You cannot give any justification as to why gamma(n) is a better extension of n! than gamma(n)+sin(πn).

>>15811211
If he was too retarded to get your point before, what makes you think he possesses enough intelligence to admit that you're right? You know the type of 2023 /pol/ poster who embarrasses himself in nearly every comment and will never admit he's wrong.

>>15811193
Um they are called orthogonal numbers or as I like to call them orthonumerals.

>>15811185
[math]\Gamma(x) + x \mathrm{mod} 1 = (x-1)! [/math]

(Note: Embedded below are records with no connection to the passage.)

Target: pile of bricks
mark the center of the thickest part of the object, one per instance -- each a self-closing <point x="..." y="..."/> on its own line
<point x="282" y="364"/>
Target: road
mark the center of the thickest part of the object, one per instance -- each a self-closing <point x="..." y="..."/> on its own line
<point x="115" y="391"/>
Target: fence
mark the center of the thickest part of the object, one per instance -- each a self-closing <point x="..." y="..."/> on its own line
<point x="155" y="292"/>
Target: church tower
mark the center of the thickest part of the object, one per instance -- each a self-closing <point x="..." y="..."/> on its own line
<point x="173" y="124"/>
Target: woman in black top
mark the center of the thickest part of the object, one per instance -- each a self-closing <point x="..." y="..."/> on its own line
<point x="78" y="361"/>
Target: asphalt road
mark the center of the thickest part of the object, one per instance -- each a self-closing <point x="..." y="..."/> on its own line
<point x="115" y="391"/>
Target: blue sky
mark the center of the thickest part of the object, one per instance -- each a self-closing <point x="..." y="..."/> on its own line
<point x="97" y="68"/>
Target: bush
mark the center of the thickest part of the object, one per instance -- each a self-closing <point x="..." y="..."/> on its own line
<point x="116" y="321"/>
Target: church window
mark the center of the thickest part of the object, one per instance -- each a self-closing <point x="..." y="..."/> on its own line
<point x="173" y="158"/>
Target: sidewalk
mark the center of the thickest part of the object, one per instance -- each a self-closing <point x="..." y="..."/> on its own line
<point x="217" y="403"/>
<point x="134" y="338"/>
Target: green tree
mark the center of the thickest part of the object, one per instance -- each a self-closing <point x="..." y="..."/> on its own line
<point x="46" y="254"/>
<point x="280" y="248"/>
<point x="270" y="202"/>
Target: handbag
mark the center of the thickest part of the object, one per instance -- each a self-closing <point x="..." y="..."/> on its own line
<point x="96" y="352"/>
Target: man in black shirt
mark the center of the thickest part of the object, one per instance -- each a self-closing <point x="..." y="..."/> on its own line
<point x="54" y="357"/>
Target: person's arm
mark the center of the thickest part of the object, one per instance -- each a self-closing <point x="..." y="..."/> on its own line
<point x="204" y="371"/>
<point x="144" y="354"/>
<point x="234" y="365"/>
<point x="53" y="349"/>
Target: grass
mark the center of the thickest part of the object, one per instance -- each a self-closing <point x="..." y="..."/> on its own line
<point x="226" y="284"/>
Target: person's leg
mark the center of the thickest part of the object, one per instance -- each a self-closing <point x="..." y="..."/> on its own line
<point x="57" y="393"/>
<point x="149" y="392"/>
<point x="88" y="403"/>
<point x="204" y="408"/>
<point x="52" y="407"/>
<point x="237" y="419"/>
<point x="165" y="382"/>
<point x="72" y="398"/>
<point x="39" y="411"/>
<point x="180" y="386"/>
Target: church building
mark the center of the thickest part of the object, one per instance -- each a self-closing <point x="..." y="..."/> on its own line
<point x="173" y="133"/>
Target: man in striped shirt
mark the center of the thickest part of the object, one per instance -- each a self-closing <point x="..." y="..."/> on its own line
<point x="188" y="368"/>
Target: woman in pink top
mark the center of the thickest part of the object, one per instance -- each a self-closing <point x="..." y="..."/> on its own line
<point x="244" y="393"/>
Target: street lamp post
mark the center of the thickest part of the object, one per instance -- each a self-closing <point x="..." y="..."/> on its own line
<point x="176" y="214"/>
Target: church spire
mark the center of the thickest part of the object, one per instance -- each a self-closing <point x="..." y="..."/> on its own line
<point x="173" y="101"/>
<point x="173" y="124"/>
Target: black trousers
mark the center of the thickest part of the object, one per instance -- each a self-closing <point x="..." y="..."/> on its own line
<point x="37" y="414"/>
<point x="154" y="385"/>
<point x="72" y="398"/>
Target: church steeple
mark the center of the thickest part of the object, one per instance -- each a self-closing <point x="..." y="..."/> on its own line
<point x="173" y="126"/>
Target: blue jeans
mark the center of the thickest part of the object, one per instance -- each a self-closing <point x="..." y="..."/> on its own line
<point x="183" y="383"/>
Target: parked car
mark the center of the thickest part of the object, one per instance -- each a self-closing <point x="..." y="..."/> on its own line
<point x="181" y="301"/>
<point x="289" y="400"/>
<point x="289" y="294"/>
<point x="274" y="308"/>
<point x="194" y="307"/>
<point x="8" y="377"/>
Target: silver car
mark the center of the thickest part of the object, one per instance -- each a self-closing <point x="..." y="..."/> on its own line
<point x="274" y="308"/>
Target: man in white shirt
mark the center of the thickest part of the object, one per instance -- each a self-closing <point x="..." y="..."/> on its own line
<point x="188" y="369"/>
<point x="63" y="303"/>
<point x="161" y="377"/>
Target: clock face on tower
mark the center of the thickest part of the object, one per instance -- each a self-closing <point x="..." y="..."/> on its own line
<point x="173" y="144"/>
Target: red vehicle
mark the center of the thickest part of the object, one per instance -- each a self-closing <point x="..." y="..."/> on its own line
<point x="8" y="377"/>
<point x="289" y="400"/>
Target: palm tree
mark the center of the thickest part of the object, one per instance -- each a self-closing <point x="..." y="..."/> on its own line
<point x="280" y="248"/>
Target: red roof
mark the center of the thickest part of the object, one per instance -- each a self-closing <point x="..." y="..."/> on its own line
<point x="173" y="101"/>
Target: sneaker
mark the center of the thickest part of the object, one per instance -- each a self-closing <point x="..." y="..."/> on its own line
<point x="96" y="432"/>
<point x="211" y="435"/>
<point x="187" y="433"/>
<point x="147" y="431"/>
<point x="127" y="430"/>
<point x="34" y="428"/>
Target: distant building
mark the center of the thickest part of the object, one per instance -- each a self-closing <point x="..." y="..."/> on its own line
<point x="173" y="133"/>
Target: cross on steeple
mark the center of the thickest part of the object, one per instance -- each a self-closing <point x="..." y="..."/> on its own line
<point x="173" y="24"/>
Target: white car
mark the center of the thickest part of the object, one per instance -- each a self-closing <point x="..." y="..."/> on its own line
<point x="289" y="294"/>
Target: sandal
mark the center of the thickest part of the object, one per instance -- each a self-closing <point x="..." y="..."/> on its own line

[math] ( n)^n = n( n - 1 + 1)(n-2+2)...(n-(n-1) + (n-1)) = n[(n-1)! + (n-1)! + k] = n! + n! + kn > n! + n [/math] k is positive.

>>15811193
>>15811217
Lateral numbers?

>>15811109
>because 0^0 is undefined
https://en.wikipedia.org/wiki/Empty_product

Indeed, you are right

>>15811131
the gamma function is not the factorial.

>>15812111
>he doesn't know
who's going to tell him?

What do I need to learn to understand this? Functional analysis?

>>15812303
Complex analysis

>>15812306
дякyю

>>15811103
You are too sophisticated, the answer is 2 because:
2^2=2*1+2

>>15811103
Here you go anon, 0, 2, -2.488, -2.734, -4.039, -4.992, -6.001, etc. They intercept each other close to every negative integer < -3.

>>15811193
>https://www.desmos.com/calculator/azcn8s2hsd
-5^-5 is imaginary? Huh, must have missed that part of algebra 2

>>15812732
It appears I have come down with a case of the retardation. Here anon, look at this:
https://samuelj.li/complex-function-plotter/#z%5Ez-gamma(z%2B1)-z
The solutions for your problem are at the center of positive gradients (-.589+-.582i, 0, 2, +2.749+-3.240i,...). If you zoom in on each negative integer you will see a pole and and accompanying nearby zero (which I believe is actually two zero pairs, but the precision isn't high enough)
https://samuelj.li/complex-function-plotter/#z%5Ez-gamma(z%2B1)%2B10*sin(pi*(z%2B1))-z
If you look at other continuations of the factorial function >>15811146
You get a similar pattern of solutions: negative integer poles and nearby zero pairs, 0, 2, and positive integer asymptotes where periodic zeros lie, just with some extra zeros interspersed, determined by the coefficient of sin(pi*(z+1))

>>15811103
n=2
Trial and error testing 2 steps

>>15812773
https://samuelj.li/complex-function-plotter/#(z-1)%5E(z-1)-diff(ln(gamma((1%2F2)-(z%2F2))%2Fgamma(1-(z%2F2)))%2C%20z)%2Fgamma(1-z)-z%2B1
Here's one using a different continuation of the factorial function, Hadamard's gamma function
https://www.luschny.de/math/factorial/hadamard/HadamardsGammaFunctionMJ.html

>>15812814
One more Luschny's factorial:
https://samuelj.li/complex-function-plotter/#(z-1)%5E(z-1)-(z!*(1-(((z*(diff(ln(gamma(z%2F2%2B1%2F2))%2C%20z)-diff(ln(gamma(z%2F2))%2C%20z)))%2F2-1%2F2)*(sin(pi*z)%2Fpi*z))))-z%2B1
I probably fucked this one up because the definition for L(x) is disgusting

x^x has a greater slope than x! for x>1, therefore it can have at most 1 intersection for x>1

>>15811109
>It can't be 0 because 0^0 is undefined.
It depends, but in Algebra it's considered a 1.

>>15812838
>x^x = x! + 1
whoops. I think it still comes out

>>15811109
Euler defined 0^0 as 1

>>15812814
This one is wrong and I have no idea why, the graph is similar to other complex plots of the Hadamard Gamma Function
>>15812819
This one needs to be:
https://samuelj.li/complex-function-plotter/#(z)%5E(z)-(z!*(1-(((z*(diff(ln(gamma(z%2F2%2B1%2F2))%2C%20z)-diff(ln(gamma(z%2F2))%2C%20z)))%2F2-1%2F2)*(sin(pi*z)%2Fpi*z))))-z

>>15812838
I'm retarded can you explain the fourth line

>>15813057
factorial is defined as x! = x(x-1)!, apply that recursively to get x(x-1)...(2)(1). Then (x+1)! = (x+1)x! and i can stop it there for desired algebra manipulation. Is that the line you meant?